Children don’t always want to eat their vegetables. Make up a game at the dinner table to see who can come up with the funniest name for your vegetables! If you have a picky eater who won’t touch a plate with leafy greens or an unfamiliar vegetable, you may be wondering what to do. Try these tips:
- At the grocery store, let children pick their own fruit or vegetable.
- For variety, try a different color each week.
- Fill the shopping basket with a fruit or vegetable from every color in the rainbow.
- Let them play with their food. Use slices, dices, pieces and whole fruits and vegetables
to be creative.
- Make colorful and funny fruit and vegetable faces. Make a game out of it (who can make the funniest face), then eat them together.
- Make an edible landscape. For example, use a banana slice as the sunshine, broccoli as trees, leafy greens for grass, etc.
- Give fruits and vegetables a funny name.

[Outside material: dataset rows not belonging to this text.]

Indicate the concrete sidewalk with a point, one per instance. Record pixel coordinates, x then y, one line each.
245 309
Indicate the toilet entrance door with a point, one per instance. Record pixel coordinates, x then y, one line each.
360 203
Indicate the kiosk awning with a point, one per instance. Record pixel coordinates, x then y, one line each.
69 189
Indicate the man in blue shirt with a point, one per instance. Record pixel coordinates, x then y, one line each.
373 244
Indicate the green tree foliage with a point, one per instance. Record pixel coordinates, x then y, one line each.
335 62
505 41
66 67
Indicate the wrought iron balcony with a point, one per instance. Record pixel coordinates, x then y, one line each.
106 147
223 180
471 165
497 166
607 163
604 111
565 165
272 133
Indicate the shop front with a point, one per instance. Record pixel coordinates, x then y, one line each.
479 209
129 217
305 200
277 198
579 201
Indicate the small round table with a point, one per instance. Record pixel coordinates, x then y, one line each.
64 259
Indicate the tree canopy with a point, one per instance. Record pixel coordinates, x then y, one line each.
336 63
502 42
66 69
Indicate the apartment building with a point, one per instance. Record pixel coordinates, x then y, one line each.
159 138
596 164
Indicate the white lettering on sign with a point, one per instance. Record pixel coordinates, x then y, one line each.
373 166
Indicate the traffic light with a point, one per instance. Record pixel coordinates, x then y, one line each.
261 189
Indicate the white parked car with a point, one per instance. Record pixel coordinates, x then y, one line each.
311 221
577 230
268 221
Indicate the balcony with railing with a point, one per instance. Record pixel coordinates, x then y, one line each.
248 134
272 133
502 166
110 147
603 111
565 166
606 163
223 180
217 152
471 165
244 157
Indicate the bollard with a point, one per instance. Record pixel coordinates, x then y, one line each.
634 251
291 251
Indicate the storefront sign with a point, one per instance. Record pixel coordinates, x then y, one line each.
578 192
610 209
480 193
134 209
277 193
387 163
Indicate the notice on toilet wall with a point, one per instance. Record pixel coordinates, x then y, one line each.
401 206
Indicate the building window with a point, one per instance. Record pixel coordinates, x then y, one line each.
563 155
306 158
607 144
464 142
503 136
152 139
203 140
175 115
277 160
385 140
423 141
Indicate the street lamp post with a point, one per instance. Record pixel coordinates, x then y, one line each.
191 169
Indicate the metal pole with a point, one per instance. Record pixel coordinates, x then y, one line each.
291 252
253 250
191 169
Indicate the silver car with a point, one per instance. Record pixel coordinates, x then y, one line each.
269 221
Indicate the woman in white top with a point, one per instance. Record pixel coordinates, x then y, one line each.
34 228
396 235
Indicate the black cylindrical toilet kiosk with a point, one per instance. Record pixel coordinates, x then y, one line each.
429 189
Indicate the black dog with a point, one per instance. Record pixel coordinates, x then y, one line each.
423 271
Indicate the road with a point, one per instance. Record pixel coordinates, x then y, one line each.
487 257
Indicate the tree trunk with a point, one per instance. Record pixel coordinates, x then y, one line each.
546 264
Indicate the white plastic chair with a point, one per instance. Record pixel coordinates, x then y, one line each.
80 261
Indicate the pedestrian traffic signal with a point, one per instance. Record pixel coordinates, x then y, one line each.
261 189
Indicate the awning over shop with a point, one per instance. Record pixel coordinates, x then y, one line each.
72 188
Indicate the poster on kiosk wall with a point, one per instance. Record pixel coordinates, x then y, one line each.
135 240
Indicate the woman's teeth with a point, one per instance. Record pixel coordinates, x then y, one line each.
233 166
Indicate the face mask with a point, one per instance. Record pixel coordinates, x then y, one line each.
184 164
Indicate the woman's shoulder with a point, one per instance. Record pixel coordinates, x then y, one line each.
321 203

- Let children help prepare fruits and vegetables. They can:
- Wash fruits and vegetables before cooking or eating
- Snap the peas or break apart the broccoli
- Tear the lettuce for salads and sandwiches
- Measure the vegetables before cooking
- Peel fruits and vegetables
- Slice soft vegetables with a plastic knife
- Read books about fruits and vegetables with your child.
- Introduce children to gardening to teach them how fruits and vegetables grow.
- Plant seeds together and watch them grow.
- Set a good example ― eat and enjoy fruits and vegetables with your child.
- Have your child eat with another child who loves fruits and vegetables.
Establishing a love for fruits and vegetables while your children are young will help them be healthy now and in the future. A diet high in colorful fruits and vegetables will provide a variety of vitamins, minerals and fiber that children need to grow. Studies show that eating fruits and vegetables can help your child maintain a healthy weight, keep bowels regular, and decrease the chance of diseases like heart disease and cancer. Start now to establish a lifetime of healthy eating habits for your children.